The stream of news about the three days of riots that have overtaken the suburbs of Paris is unsettling. In echoes of the 3-week urban war of 2005, the pot is still boiling, and this fight may not yet have reached its climax. The mainly black and Muslim rioters are still aggrieved about the perennial barriers of race, class and religion that govern their lives in France. Like the first uprising, the death of two local youths sparked the violence. But this time it's worse--130 police officers have been injured already, and rioters have armed themselves not just with mob chaos but with shotguns.
Ironically, the rioters are engaging in the country's most esteemed tradition--armed protest. But unlike before, voices have emerged from behind the flames with a clear complaint. For their friends and neighbors, the two boys, killed by a police car this weekend, are emblematic of the wider social injustice felt outside the metropole. Le Monde reports a kid my age saying: "We want the truth. Since Sunday, it's been the cops' word against everyone. [Laramy and Mouhsin] are the victims and people are making them into thieves and criminals."

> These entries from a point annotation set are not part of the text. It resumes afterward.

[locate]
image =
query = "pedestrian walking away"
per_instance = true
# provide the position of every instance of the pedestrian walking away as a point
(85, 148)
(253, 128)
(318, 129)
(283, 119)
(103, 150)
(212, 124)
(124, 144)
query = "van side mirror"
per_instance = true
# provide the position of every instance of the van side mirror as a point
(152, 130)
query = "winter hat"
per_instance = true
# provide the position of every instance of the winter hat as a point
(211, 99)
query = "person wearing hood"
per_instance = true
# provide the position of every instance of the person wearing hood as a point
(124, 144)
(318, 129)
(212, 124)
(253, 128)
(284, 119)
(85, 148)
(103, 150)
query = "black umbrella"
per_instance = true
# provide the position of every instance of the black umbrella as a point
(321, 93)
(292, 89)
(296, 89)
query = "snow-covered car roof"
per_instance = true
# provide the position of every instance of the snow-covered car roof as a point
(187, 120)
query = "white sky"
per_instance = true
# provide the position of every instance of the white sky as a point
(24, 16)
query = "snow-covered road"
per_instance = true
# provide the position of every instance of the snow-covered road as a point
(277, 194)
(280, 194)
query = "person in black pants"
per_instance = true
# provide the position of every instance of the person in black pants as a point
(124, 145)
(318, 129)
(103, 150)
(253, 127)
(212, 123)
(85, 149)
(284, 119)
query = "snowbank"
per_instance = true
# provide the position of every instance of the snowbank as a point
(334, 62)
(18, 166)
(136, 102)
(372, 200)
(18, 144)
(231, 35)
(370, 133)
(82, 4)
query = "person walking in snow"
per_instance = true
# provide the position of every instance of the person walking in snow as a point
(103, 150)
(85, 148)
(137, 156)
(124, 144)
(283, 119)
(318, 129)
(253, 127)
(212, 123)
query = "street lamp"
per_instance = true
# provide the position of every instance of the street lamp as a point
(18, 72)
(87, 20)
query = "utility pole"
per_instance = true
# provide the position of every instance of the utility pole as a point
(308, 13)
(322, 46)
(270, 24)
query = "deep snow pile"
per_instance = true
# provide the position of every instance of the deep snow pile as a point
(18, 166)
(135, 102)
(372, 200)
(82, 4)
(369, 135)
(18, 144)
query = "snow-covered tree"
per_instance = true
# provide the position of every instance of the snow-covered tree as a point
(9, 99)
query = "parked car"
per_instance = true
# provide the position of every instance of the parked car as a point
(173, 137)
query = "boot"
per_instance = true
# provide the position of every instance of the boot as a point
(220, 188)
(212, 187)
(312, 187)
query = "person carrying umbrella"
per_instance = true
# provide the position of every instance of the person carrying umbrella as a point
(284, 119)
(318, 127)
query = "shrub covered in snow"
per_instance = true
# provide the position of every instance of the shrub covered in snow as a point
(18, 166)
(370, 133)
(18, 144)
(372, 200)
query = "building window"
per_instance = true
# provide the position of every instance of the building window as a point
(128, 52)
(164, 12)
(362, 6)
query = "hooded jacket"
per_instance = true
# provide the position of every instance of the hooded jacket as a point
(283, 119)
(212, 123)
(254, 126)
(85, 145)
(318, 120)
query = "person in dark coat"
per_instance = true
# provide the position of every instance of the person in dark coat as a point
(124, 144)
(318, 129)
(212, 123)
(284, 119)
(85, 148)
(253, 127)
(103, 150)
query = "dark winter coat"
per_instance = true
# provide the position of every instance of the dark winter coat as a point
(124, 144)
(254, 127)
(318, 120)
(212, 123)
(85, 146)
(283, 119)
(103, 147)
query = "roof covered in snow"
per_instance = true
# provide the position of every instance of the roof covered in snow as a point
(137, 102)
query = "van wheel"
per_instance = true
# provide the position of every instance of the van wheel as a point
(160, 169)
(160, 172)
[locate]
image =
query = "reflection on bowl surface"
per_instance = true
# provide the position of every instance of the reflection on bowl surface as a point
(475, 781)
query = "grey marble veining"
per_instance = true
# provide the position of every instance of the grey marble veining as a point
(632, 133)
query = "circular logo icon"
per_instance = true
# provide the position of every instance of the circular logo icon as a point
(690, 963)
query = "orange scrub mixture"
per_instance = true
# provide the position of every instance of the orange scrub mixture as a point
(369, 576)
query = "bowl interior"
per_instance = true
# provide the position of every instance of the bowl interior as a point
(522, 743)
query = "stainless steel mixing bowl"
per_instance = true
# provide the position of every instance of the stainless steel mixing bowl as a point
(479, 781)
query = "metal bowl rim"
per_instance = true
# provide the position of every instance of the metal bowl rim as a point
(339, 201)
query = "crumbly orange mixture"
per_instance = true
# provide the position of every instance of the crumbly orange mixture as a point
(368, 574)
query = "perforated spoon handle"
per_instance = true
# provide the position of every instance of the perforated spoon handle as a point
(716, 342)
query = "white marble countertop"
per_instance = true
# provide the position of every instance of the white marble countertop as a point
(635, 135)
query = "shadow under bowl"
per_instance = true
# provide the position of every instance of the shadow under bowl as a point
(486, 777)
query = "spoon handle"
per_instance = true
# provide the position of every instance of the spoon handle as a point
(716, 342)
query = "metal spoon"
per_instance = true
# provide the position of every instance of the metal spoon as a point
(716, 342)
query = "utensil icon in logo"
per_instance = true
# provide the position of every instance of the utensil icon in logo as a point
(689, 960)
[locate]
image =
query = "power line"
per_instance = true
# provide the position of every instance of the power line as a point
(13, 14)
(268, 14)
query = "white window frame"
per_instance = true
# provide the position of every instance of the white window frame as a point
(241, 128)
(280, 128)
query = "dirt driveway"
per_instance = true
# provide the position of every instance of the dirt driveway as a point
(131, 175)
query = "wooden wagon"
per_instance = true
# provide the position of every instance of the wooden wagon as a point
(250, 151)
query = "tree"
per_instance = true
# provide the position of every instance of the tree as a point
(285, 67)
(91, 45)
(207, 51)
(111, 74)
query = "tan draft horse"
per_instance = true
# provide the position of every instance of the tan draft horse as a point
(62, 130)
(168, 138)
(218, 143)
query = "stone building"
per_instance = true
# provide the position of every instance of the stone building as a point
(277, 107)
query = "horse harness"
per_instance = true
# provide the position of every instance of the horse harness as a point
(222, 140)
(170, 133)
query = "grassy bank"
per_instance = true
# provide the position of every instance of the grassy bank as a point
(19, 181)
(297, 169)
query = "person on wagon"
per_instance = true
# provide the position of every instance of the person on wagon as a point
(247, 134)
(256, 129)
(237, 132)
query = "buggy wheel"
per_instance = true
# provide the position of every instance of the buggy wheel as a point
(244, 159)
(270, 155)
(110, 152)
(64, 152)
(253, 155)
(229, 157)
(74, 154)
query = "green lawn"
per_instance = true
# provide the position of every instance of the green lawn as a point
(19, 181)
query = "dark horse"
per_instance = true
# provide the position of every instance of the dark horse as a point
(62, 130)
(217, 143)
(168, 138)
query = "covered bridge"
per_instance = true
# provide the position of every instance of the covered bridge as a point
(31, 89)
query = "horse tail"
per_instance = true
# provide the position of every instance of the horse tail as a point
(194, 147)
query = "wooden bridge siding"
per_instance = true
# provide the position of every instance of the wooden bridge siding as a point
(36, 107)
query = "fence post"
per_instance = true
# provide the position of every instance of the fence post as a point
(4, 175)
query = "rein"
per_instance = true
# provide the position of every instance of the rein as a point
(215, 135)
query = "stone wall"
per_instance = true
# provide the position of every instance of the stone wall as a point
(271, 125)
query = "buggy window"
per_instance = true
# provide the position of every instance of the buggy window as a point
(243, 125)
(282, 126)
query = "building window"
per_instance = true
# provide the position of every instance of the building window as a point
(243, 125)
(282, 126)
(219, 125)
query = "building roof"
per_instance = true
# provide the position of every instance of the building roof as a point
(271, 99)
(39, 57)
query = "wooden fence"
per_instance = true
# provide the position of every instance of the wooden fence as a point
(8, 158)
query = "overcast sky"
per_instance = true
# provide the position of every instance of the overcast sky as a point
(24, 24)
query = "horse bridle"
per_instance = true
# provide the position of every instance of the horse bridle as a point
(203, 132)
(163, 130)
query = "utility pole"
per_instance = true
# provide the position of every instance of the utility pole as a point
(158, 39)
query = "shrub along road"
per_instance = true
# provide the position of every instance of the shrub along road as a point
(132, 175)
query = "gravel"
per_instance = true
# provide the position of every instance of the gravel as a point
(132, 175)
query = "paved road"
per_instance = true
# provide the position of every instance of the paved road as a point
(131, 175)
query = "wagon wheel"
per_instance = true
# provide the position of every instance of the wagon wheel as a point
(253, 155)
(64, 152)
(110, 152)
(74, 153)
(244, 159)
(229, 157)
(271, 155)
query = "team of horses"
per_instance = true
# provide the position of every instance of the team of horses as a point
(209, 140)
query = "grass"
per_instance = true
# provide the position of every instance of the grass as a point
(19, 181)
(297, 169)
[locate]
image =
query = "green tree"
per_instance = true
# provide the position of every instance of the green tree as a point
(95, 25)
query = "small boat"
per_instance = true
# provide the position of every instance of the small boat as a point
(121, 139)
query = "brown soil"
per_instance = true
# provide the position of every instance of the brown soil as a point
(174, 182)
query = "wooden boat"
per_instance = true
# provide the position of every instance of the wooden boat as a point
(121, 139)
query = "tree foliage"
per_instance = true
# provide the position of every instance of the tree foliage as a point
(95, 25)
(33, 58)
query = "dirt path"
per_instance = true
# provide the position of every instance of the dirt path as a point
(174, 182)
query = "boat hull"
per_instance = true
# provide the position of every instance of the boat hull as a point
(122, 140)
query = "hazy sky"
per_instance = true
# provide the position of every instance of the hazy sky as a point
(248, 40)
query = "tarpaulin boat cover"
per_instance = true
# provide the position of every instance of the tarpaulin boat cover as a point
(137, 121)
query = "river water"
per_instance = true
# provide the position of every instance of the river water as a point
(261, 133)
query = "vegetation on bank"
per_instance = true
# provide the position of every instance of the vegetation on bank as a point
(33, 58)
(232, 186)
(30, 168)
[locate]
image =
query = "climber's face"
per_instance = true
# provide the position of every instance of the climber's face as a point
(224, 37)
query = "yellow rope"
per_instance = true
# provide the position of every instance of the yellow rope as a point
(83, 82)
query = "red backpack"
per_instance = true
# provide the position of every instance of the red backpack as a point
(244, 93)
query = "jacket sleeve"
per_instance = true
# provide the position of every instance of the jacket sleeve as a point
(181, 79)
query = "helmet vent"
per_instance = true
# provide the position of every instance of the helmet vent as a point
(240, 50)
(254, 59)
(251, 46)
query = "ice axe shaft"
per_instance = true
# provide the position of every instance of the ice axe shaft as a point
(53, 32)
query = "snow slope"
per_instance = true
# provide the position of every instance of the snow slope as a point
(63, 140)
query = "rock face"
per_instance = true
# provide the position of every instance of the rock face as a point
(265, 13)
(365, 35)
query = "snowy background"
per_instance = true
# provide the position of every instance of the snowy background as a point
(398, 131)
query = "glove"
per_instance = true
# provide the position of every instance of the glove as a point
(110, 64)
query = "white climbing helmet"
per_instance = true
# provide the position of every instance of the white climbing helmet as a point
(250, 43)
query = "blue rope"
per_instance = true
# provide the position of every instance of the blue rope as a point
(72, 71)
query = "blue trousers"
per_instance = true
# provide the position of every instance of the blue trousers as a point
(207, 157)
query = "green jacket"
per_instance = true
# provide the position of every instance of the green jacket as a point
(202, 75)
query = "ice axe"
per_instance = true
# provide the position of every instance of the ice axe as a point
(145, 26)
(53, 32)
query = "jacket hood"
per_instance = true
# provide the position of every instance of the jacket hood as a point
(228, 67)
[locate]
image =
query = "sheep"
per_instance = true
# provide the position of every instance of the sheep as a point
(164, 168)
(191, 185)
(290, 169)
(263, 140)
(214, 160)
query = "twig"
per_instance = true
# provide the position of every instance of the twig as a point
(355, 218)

To me the story of the 2005 riots has always read as one of class-based lack of recourse against government inattention: a tantrum in its purest form. Granted, the protesters' weapons-gathering is still more organized than their dispute, but this time, the galling violence is just the beginning. It’s the same explosion of anger fueled by impotence--the grievance that has not abated, even as President Sarkozy has extended an arm to minorities in his Cabinet and proposed a "Marshall Plan" for ghettoes. In trying to engage the rioters in a permanent solution, France's leaders should offer real means of political recourse to these neglected French subjects, and take note of the adage: once bitten, twice shy.